The trial (NCT03280056), which has enrolled about 200 participants, is a randomized, double-blind, placebo-controlled study being conducted at six sites across the U.S., including three in California. Patient dosing is complete, and topline data is expected in the final quarter of this year.

The poster, “Advancing NurOwn for ALS: Phase 3 Clinical Trial Design,” was presented at the virtual Annual Northeast ALS (NEALS) Consortium.

“This pivotal study has been rigorously designed and powered to detect clinically meaningful effects of NurOwn in rapidly progressing ALS patients,” Stacy Lindborg, PhD, the poster’s presenter and executive vice president and head of global clinical research at Brainstorm, said in a press release.

NurOwn is a cell-based therapy that uses mesenchymal stem cells (MSCs) isolated from a patient’s bone marrow. These cells are capable of generating different cell types.

Patient MSCs are grown in a lab and transformed into cells that produce high levels of neurotrophic factors — compounds that promote nervous tissue growth and survival. The modified cells are then injected in the spinal canal of the same patient.

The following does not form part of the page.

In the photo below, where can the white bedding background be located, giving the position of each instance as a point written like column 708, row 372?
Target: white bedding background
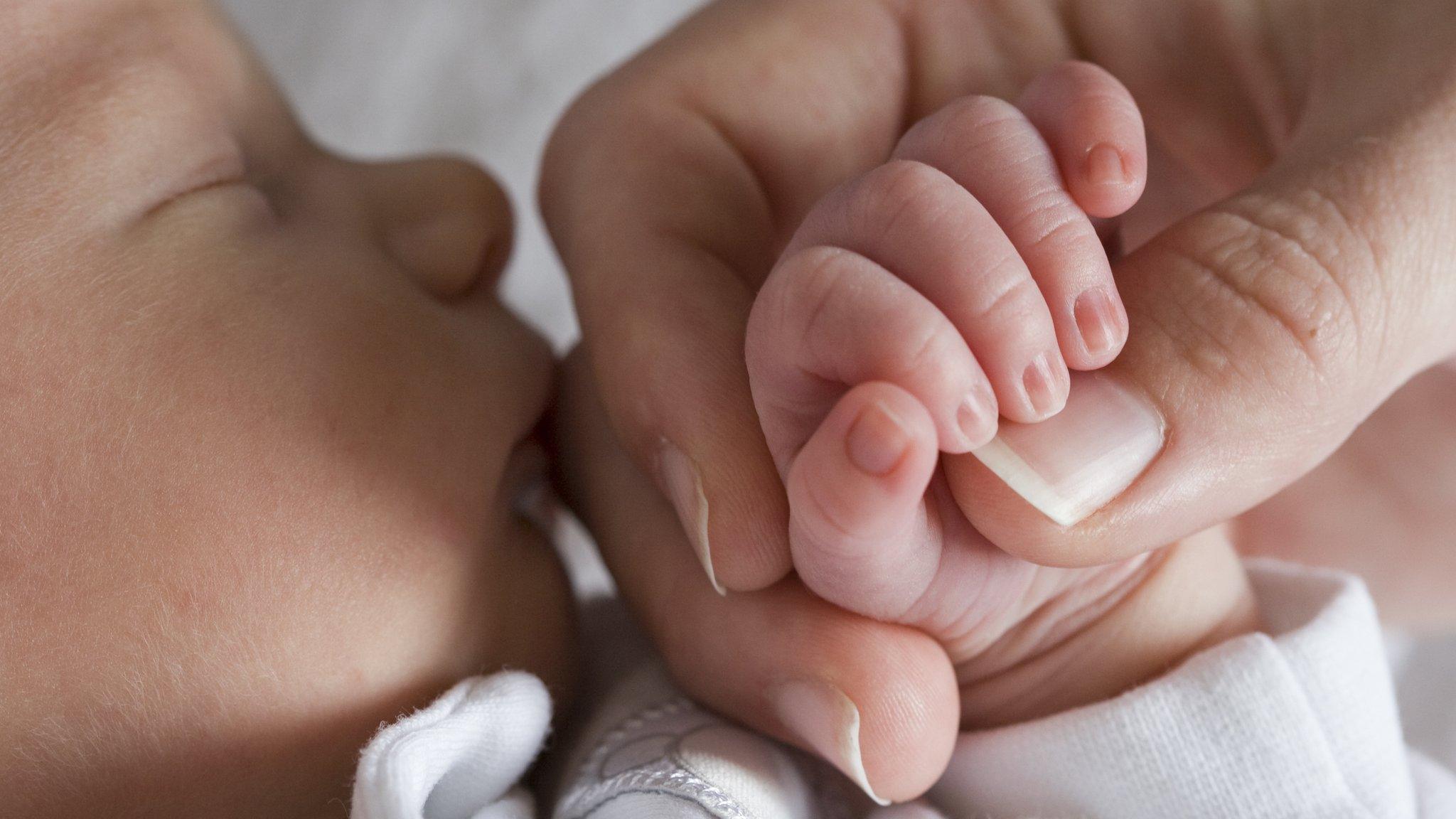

After showing the ability to slow disease progression in people with fast-progressing disease in a Phase 2 trial (NCT02017912), Brainstorm initiated the ongoing Phase 3 trial to confirm the findings in a larger population.

For this trial, participants were first evaluated over 12 weeks to determine their rate of decline in the ALS Functional Rating Scale (ALSFRS-R) score — a measure of disease progression — prior to initiating NurOwn. They were then randomly assigned to receive a total of three intrathecal (into-the-spinal-cord) injections of either NurOwn or a placebo, given every two months.

After initiating the randomized part, the patients underwent 13 additional evaluations of ALSFRS-R score over about 10 months, allowing researchers to compare the rate of disease progression before and after treatment.

The primary goal of the Phase 3 trial is to determine whether NurOwn is better than a placebo at reducing that rate of decline over 28 weeks (just over six months). A responder is defined as a patient who improves 1.25 points or more in the change (slope) in the ALSFRS-R score per month.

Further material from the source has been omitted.